Seemingly impervious to the insult, Errol said, "All I know is, they were the same two men who came to the house a few days ago."

"What do they look like?"

"Pr" He was about to say priests when he saw Pinkie's eyes narrow.

"Like I told you before, Mr. Duvall, Father Gregory is young and good looking. Slender. Dark hair and eyes. Faggy. The guy never shuts up. Father Kevin doesn't talk much, but he's the one in charge. No question.uv "What's he like?"

"Smart and shifty. Right off, I didn't trust him. He's the one I caught ... uh ..."

"What?"

Errol nervously glanced at Bardo. He wet his lips. He rubbed his hands up and down his thighs.

"He's the one you caught doing what?" Pinkie asked, enunciating each word.

"I, uh, was on my way to the bathroom. The one there by the front door?

And I ... I caught Father Kevin on the stairs. He was coming down."

"He'd been upstairs? He was upstairs at my house and you didn't mention it to me?"

Bardo whistled softly through his teeth.

"He said he used the bathroom up there cause the other one was out of toilet paper. I checked. The thingamajig was empty."

"You're a regular detective," Bardo remarked with a snort."You and Nancy Drew."

"Shut up," Duvall snapped."What does this son of a bitch look like?

Physically."

Errol described a man who was taller than average height, slim but strong, regular features, no visible scars or distinguishing marks, no facial hair.

"Eyes?"

"Hard to tell. He wears glasses."

"Hair?"

"Dark. Combed straight back."

The description fit a hundred men in Pinkie's wide circle of acquaintances, friends, and enemies."Whoever he is, he's not going to live long."

Nobody took something belonging to Pinkie Duvall and got away with it.
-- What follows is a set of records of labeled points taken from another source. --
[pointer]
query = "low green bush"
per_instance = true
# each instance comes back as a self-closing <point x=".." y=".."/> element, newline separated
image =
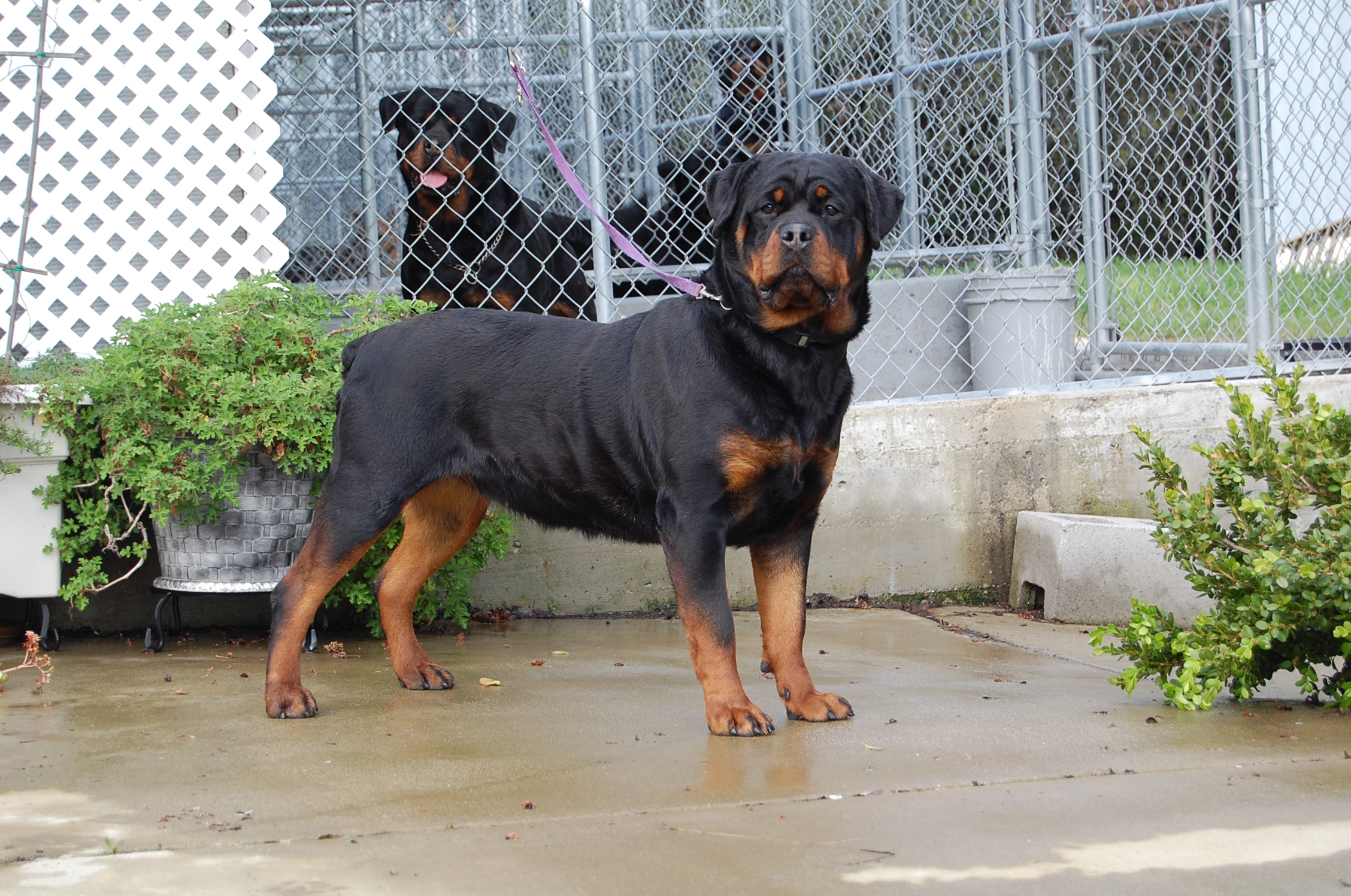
<point x="1283" y="587"/>
<point x="161" y="423"/>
And this bastard had taken his most prized possession. If he touched her ... If he laid so much as a finger on her ... He relished the thought of killing this unnamed man with his bare hands.

Bardo interrupted Pinkie's murderous fantasy."Doesn't make sense, two priests, one of them a fag, kidnapping a woman. What do they want with her?"

"It's not Remy they want. It's me."

Pinkie had no proof of that, nor any viable reason on which to base that conclusion. But he knew it with certainty.

"Push, damn it."

"I am pushing."

Gregory was as useless at ditching a van in a bayou as he was at everything else. Burke admonished him to try harder. The two men attacked it again, putting all their strength into pushing the vehicle across the spongy ground. Finally, it rolled forward several yards.

Burke thought they had it licked. But then it became stuck in the silt on the bottom of the muddy creek and rested there only half submerged.

"Now what?"

"We leave it," Burke said curtly."They'll find it eventually. But by that time, Duvall will know who has his wife."